Microsoft CEO Satya Nadella boasted last month that artificial intelligence (AI) generated 30% of the code in some of the company’s projects. An observer is therefore compelled to believe that there is some passive assault going on here, as a developer has been instructed to employ the agent and will do so cheerfully. Satya Nadella isn’t afraid of layoffs, after all.
The issue brought to light by the merging demands in the.NET runtime repository and the failure of Builder.ai is that generative artificial intelligence (AI) tools are not a universal solution, despite the best efforts of tech giants looking for their next big growth opportunity, startups pitching the newest and greatest innovations, and management trying to reduce their budgets at the expense of engineers.
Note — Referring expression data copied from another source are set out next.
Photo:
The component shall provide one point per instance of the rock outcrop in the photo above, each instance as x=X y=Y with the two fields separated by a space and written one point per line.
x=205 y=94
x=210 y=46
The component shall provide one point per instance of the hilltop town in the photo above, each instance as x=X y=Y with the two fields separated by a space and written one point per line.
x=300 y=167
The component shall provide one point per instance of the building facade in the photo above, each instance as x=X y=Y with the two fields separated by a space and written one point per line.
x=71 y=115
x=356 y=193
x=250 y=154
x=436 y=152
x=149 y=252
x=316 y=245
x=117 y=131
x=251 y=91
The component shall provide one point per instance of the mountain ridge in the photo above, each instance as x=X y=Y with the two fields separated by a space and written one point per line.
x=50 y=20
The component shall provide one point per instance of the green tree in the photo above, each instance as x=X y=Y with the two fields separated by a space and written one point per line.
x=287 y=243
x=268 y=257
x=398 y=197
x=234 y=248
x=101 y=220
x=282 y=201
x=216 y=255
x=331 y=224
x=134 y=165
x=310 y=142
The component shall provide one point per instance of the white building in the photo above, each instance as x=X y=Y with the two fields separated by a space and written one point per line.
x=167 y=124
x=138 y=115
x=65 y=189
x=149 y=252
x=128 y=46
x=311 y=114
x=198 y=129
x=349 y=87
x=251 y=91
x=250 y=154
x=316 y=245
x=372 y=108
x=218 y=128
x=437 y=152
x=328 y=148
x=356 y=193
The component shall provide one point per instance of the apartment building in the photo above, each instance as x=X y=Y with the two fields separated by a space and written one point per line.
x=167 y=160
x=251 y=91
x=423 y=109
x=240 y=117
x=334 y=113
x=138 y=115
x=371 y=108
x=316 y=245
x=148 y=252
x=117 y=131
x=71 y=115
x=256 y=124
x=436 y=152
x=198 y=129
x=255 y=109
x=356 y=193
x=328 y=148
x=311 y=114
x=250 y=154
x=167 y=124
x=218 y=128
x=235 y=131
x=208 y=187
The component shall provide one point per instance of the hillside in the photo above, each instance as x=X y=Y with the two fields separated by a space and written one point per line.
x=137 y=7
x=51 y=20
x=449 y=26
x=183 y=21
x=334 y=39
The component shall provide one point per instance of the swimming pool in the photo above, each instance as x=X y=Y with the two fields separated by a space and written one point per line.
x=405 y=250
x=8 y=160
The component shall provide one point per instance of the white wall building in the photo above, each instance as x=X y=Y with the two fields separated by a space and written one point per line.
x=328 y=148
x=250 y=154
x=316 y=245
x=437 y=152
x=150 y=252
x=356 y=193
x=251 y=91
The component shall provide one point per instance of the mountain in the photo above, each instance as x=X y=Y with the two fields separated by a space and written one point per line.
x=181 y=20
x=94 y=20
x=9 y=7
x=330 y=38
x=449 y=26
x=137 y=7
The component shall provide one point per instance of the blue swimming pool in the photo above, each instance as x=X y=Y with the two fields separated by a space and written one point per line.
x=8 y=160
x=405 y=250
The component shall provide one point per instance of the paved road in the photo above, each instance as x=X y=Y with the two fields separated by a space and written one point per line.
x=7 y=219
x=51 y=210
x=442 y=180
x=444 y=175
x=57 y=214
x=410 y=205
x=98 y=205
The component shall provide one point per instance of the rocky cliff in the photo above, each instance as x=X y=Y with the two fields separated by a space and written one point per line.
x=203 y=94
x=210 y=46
Although financial oversight along with unrealistic expectations were the main causes of Builder.ai’s death, the company was a favorite among generative AI coding companies and an excellent illustration of how a corporation might use the technology to streamline its operations.
Those who view generative AI as a substitute for junior developers should be cautious of this as it did not convince enough clients to pay it enough to remain sustainable. Technology still has a ways to go, as seen by the harmful Microsoft employees’ experience with the GitHub Copilot Agent. It might eventually outperform a lousy intern who knows how to use a search engine, but that day is not today.